With the compiled binary code for both GPU and CPU, they also proposed a task based runtime to balance the workload. They use work stealing scheme for CPU task management and work pushing for GPU task management. The rules are (1) When a GPU task is ready, it will be pushed to GPU task queue. (2) When a CPU task is ready because of a GPU task(dependency), GPU management thread will push it to a random CPU worker. (3) When a CPU task is ready because of a CPU task, the new task will be stole by the CPU worker and pushed to the top of the queue.
Hee-Seok Kim from UIUC proposed locality centric threads scheduling method for parallel code with bulk-synchronizations and a source-to-source compiler to transform the OpenCL Kernel code. And their approach can achieve geomean speedups of 3.22x compared to AMD’s and 1.71x to Intel’s implementations.

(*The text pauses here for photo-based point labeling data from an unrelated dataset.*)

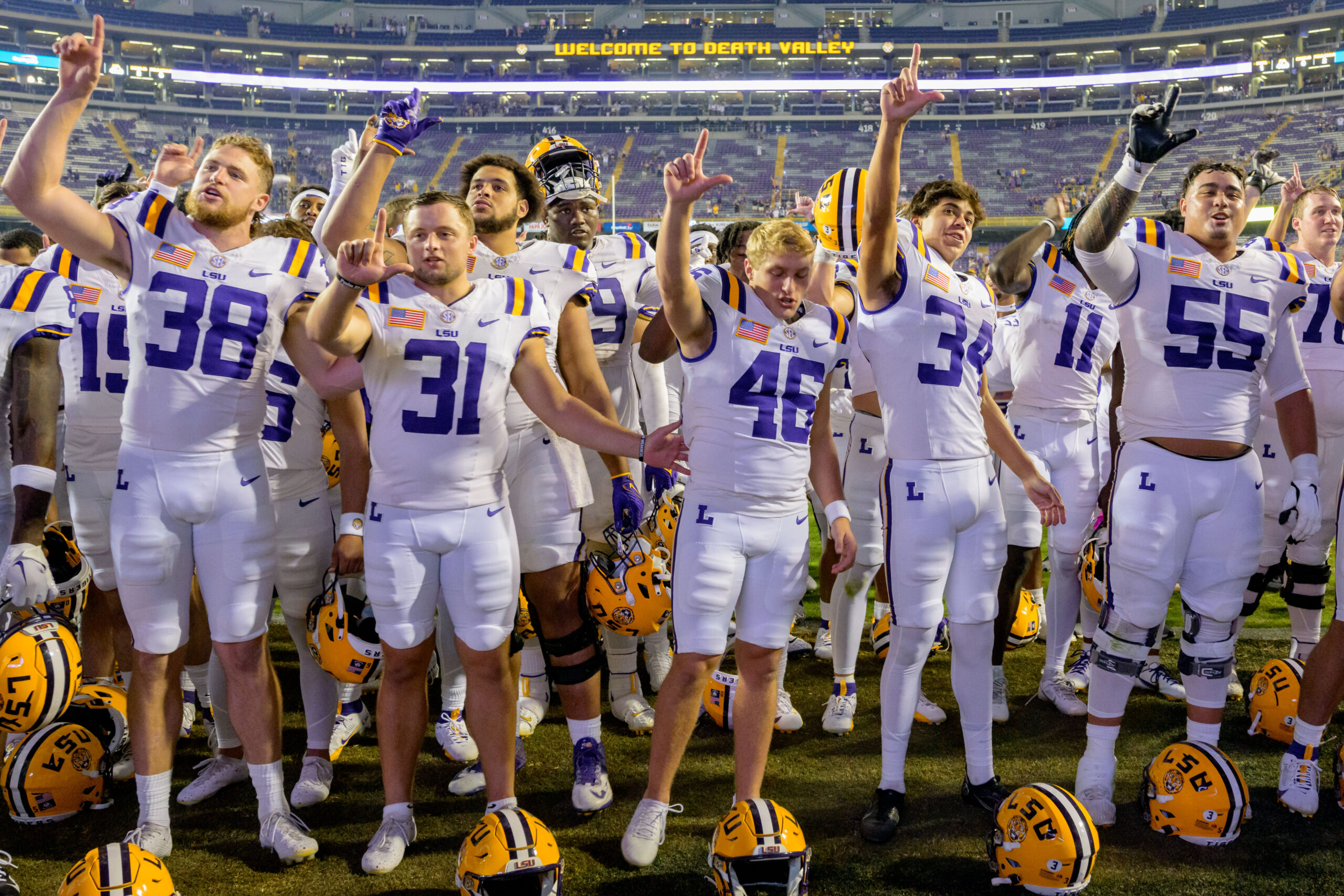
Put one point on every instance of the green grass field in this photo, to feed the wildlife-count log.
(824, 779)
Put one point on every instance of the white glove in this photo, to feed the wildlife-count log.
(1303, 498)
(29, 578)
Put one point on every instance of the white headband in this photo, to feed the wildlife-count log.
(293, 203)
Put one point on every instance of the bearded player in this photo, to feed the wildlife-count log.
(927, 331)
(1205, 330)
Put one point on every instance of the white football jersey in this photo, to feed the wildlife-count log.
(203, 327)
(1320, 335)
(1199, 335)
(1066, 333)
(558, 272)
(94, 363)
(749, 399)
(928, 350)
(437, 379)
(620, 263)
(292, 438)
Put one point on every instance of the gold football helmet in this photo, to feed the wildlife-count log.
(760, 842)
(1194, 792)
(41, 668)
(343, 636)
(565, 168)
(1026, 625)
(1043, 840)
(54, 773)
(629, 590)
(1272, 699)
(510, 852)
(839, 212)
(119, 870)
(1092, 568)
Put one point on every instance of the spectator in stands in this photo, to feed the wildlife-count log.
(20, 246)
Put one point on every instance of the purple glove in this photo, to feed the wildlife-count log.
(400, 123)
(627, 504)
(658, 480)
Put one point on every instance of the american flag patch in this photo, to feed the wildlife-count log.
(407, 318)
(82, 293)
(174, 254)
(1064, 285)
(1183, 267)
(937, 279)
(753, 331)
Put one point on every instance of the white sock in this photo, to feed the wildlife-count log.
(154, 792)
(269, 781)
(581, 729)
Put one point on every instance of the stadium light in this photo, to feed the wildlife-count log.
(663, 87)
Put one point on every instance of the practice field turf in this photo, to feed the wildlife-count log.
(826, 781)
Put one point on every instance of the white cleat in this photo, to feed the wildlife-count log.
(1096, 789)
(313, 785)
(929, 712)
(644, 835)
(215, 775)
(823, 649)
(389, 846)
(635, 711)
(344, 730)
(659, 664)
(1059, 692)
(1297, 785)
(155, 839)
(452, 735)
(284, 835)
(785, 716)
(838, 718)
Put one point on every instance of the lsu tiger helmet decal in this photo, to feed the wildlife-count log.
(510, 852)
(760, 844)
(1272, 699)
(629, 590)
(54, 773)
(41, 668)
(839, 212)
(1043, 840)
(119, 870)
(343, 636)
(1194, 792)
(565, 168)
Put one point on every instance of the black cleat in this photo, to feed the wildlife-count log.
(879, 824)
(988, 796)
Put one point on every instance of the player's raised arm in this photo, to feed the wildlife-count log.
(685, 182)
(1010, 269)
(33, 182)
(901, 101)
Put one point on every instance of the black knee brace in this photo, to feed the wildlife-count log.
(1306, 587)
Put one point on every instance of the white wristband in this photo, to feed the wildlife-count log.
(836, 511)
(1133, 174)
(1306, 469)
(42, 479)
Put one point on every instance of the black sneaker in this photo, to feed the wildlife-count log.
(988, 796)
(879, 824)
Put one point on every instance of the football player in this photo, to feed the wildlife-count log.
(940, 503)
(1184, 503)
(205, 313)
(759, 363)
(1066, 333)
(438, 352)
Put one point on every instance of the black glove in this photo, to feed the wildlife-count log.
(1150, 132)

Heterogeneous platforms are becoming more and more common in today’s computing devices. A heterogenous computing model (language) is to allow single programs run on devices with different architectures. Beyond that, In order to make a single version of code achieve a satisfiable performance on all devices, compilers and runtime systems are designed to make it possible.
OpenCL is one the famous programming model which support a lot of total different architectures (CPU, GPU, MIC, FPGA), it has an abstract execution model which can isolate the difference of the hardware. The abstract execution platform contains multiple computing unit and each computing unit has multiple processing elements. The program itself is mapped into multiple work items (threads) which are grouped into work groups (thread block). each work group will be mapped into a single computing unit and all the work items in the same work group can be synchronized (bulk synchronization) and share memory.
As CPU have a larger thread switch overhead, so what they do is to use compiler to coalesce the work items in the same work group. And the coalesced order is based on the data locality of the program. First, they classify the memory access pattern (inside the loop) into 6 patterns. “W” is work item, “L” is Loop iteration. “0,1,X” means stride. Then compare the memory access stride of work item and the stride of loop index to choose a scheduling method. If the stride of work item is smaller, then the preferred scheduling will be to traverse broadly over the work item ids before continue the next iteration, so Breadth First Order (BFO) is chosen. If the stride of loop index in smaller, then the preferred scheduling will be traverse deeply over the loop iteration space before start the next warp, so Depth First Order (DFO) is chosen.
Examples for locality centric scheduling:
They compared their implementation (LC scheduling) with the pure DFO and BFO scheduling, in general LC is better.